Sebenarnya negara pertama memulai program Extended Producer Responsibility (EPR) adalah Swedia. Konsep program dimana perusahaan produk berkemasan berkewajiban mengelola ex produknya atau sisa produk yang berahir dengan sampah.
Dalam laman Wikipedia menyebut bahwa konsep ini pertama kali diperkenalkan secara resmi di Swedia oleh Thomas Lindhqvist dalam sebuah laporan tahun 1990 kepada pemerintah Swedia.
Program EPR akan membuat produsen produk bertanggung jawab untuk seluruh siklus hidup produk dan terutama untuk pengambilan kembali, daur ulang, dan/atau pembuangan akhir dengan kerja sama pihak terkait.
Baca Juga: Sumber Kekacauan Pengelolaan Sampah Indonesia.
Korelasi antara Sampah, CSR dan EPR
Perkembangan isu lingkungan global, perlu dibarengi konsep dan aplikasi terhadap fungsi tanggung jawab sosialnya atau Corporate Social Responsibility (CSR) sangat terkait dan saling berpengaruh, termasuk di Indonesia.
CSR tidak semata menjadi kewajiban sosial perusahaan, namun juga dikaitkan sebagai konsep pengembangan yang berkelanjutan (sustainable development) baik pada produksi, maupun terhadap pemasaran usaha dan lingkungan. CSR yang dipakai atau disalurkan secara baik, akan bernilai investasi.
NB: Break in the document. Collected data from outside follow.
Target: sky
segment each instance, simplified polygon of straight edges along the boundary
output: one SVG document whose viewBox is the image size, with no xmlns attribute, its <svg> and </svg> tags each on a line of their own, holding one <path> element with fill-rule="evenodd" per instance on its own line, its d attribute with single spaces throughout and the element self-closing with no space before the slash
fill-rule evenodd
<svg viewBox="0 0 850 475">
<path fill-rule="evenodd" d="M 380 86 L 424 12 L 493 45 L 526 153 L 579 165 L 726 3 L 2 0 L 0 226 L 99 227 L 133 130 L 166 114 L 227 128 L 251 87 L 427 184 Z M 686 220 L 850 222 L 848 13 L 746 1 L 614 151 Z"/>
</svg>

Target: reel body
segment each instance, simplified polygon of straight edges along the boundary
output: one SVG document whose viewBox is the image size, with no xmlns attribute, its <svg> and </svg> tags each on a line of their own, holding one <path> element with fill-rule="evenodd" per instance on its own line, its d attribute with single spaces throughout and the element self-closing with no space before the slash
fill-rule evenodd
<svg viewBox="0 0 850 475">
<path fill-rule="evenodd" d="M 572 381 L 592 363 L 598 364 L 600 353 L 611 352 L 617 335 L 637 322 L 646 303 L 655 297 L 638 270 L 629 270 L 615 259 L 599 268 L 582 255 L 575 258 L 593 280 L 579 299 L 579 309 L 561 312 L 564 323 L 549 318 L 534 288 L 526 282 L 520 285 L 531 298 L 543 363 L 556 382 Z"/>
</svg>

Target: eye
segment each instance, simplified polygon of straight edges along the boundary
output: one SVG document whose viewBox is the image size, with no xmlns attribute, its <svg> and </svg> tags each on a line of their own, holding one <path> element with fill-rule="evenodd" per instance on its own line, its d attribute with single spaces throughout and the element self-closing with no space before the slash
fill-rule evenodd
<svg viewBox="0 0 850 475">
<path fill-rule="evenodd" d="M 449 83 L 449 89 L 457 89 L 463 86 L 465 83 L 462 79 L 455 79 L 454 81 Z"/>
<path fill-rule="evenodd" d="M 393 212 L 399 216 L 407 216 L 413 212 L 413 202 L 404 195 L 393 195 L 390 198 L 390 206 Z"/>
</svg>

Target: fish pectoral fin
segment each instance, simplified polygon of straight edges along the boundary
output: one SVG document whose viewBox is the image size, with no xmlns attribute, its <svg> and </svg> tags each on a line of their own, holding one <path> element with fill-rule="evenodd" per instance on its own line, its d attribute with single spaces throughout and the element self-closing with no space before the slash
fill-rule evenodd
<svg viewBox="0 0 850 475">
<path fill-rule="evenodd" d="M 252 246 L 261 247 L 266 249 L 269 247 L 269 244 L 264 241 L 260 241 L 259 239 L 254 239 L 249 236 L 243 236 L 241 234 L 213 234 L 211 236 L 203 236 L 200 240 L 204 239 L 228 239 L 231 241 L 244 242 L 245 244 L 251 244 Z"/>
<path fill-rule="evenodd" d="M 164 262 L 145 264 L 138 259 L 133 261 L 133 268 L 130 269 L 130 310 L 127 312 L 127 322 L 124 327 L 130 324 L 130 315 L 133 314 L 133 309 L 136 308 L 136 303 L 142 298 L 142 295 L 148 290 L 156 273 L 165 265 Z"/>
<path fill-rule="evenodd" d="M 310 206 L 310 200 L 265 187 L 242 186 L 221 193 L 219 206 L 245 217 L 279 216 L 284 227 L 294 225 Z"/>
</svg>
Namun sayangnya sebagian besar korporasi di Indonesia belum menjalankan prinsip-prinsip CSR yang sesungguhnya. Masih banyak perusahaan CSR keliru dalam mendukung pengelola sampah dan/atau bank sampah. Maka keduanya (pemberi dan pemanfaat CSR) tidak mendapat manfaat secara berkelanjutan.
Mantan Meneg Lingkungan Hidup Rachmat Witoelar mengatakan kepedulian industri di Indonesia terhadap fungsi CSR parah karena masih kurang dari 50% yang menerapkan program CSR terutama di bidang lingkungan dan persampahan.